Does the exact solution for $A^TAx = A^Ty$ minimize the least squares error for $Ax = y$?

857 Views Asked by At

The Eigen library’s documentation on how to solve linear least squares shows three examples: https://eigen.tuxfamily.org/dox/group__LeastSquares.html

Using SVD decomposition, using QR decomposition and using normal equations.

If I have an overconstrained problem $Ax = y$ (more data points y than variables x) then I can transform it into a problem that isn’t overconstrained by multiplying the transpose of A to the left of both sides of the equation $A^TAx = A^Ty$ this problem has the same amount of datapoints $y$ as variables to fit and I can calculate an exact solution for $x$.

Is this solution x really also the one that minimizes the squared error of the original problem? How is this possible?
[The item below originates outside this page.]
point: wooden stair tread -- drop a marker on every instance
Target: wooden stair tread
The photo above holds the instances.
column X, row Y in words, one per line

Both the matrix $A^TA$ as well as the vector $A^Ty$ are smaller than the ones of the original problem and thus contain less information.

Or is the Eigen documentation misleading and this doesn’t actually yield an optimal solution in the least squares sense (numerical stability aside)?

2

There are 2 best solutions below

1
On

Is this solution x really also the one that minimizes the squared error of the original problem?

Yes, as I'll show below.

Let $f(x) = (1/2) \| Ax - y \|^2$. We can minimize $f$ by setting the gradient of $f$ equal to $0$. But, as has been shown in many threads on least squares, the gradient of $f$ is $\nabla f(x) = A^T(Ax-y)$. So we obtain $$ \nabla f(x) = A^T(Ax-y) = 0 \implies A^TAx = A^Ty. $$ This linear system of equations is called the "normal equations".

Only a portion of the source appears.